Tuesday, 5 December 2017

The Profumo scandal

John Profumo MP
Newspapers are reporting the death of Christine Keeler who hit the headlines in 1963 as the woman at the heart of the Profumo scandal.

John Profumo (1915-2006) was the Secretary of State for War in the Conservative government of Harold Macmillan.  It is interesting to recall, in passing, that he was married to Valerie Hobson, an actress who was born in Larne.

Christine Keeler
The scandal erupted in 1963 when it was revealed in newspapers that he had been in a relationship with Christine Keeler, who was just nineteen and a would-be model.  

Interest in the story increased when it emerged that Keeler had also been in a sexual relationship with a Soviet naval attache. 

The story also involved Peter Rachman, a notorious property owner, an osteopath named Stephen Ward, and a Soviet double-agent.  This was the era of the Cold War and there was widespread concern about the intentions of Russia and about Soviet spies. 

In the end the Profumo scandal helped to bring down the Conservative government.

There are three interesting themes running through this story.

(1) Sometimes today when we hear about sexual scandals involving prominent individuals, especially in politics, we might be tempted to think that this did not happen years ago.  However that is not true.  There was plenty of wrongdoing years ago and Profumo was only one of many public figures who lived a hedonistic private life.
Lord Boothby and Ronnie Kray

(2) Although these things happened, they were not so widely reported and even the most extreme cases received little public attention.  Lord Boothby, for example, was a hedonistic bisexual who had an affair with the wife of Harold Macmillan and socialised with the Kray twins, who were violent criminals..  However much of this went unreported because the press and the BBC were generally deferential towards those in authority.  Indeed Boothby was one of the BBC's favourite Conservative politicians.

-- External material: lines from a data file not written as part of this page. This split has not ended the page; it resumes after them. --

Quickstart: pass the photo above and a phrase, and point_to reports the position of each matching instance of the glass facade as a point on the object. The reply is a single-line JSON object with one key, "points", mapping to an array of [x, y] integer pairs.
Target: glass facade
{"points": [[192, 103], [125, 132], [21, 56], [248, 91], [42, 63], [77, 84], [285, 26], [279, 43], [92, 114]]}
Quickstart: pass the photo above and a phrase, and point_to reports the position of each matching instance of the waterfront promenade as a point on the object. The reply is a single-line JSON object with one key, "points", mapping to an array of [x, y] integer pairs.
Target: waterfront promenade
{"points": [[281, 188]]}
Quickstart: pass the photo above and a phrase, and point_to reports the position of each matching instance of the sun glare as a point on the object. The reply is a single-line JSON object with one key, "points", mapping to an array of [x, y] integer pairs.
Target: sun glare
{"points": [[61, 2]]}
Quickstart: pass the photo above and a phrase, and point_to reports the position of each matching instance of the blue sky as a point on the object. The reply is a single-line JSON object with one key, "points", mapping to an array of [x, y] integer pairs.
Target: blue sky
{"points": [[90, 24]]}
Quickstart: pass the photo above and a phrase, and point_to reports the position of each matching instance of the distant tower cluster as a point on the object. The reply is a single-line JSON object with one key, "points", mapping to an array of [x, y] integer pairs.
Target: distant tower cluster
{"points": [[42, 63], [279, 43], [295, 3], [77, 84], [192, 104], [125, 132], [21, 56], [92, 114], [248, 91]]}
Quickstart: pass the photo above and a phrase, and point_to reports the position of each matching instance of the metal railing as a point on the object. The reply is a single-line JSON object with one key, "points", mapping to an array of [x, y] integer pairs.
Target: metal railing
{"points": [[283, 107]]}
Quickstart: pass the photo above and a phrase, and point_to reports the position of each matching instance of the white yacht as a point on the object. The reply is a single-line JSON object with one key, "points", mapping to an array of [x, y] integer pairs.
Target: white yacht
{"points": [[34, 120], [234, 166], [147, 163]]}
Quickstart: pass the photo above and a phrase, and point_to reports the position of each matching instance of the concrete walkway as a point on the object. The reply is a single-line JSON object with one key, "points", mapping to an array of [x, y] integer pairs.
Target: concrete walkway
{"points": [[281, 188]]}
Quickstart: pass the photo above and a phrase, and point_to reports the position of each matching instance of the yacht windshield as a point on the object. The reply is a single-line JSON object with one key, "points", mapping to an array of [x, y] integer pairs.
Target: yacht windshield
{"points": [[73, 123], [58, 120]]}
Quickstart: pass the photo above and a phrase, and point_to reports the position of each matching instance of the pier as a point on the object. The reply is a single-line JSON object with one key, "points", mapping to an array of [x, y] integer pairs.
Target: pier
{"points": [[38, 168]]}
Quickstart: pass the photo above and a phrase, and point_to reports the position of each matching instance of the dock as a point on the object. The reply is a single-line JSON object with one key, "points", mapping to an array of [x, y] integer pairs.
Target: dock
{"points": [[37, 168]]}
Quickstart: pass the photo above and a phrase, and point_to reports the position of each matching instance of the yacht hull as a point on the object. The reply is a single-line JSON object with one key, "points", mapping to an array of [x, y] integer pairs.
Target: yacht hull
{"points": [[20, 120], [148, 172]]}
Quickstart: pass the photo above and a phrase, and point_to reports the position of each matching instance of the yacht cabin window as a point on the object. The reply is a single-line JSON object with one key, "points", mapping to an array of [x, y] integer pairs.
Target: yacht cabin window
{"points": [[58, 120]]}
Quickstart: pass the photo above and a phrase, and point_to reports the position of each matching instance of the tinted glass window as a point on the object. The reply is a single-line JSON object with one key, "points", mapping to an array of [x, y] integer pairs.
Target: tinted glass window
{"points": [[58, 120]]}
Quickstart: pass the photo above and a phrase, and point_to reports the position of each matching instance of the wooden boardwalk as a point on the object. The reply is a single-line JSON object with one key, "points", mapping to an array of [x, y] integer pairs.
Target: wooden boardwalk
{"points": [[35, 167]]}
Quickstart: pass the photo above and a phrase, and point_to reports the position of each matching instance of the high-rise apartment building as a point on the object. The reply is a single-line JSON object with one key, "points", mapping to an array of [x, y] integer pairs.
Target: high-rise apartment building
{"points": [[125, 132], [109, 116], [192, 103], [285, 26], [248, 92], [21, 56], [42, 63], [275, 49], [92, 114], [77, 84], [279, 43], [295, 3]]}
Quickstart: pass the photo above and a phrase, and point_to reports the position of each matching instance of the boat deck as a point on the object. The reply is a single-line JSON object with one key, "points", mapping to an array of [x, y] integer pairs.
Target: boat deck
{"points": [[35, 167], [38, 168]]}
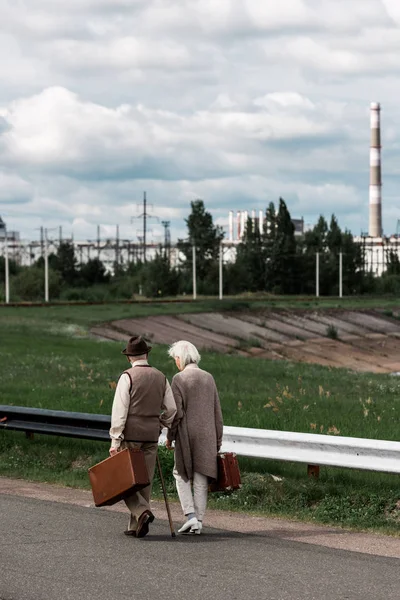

(3) Throughout the Cold War, which ran from 1947 to 1981, the peoples of Britain, Western Europe and America, were deeply concerned about Russia and the threat from Communism.  It was the involvement of a Soviet naval attache that took the Profumo scandal to a higher level.  When we look back at political events in the 1950s and 1960s we need to remember how much this impacted on public opinion.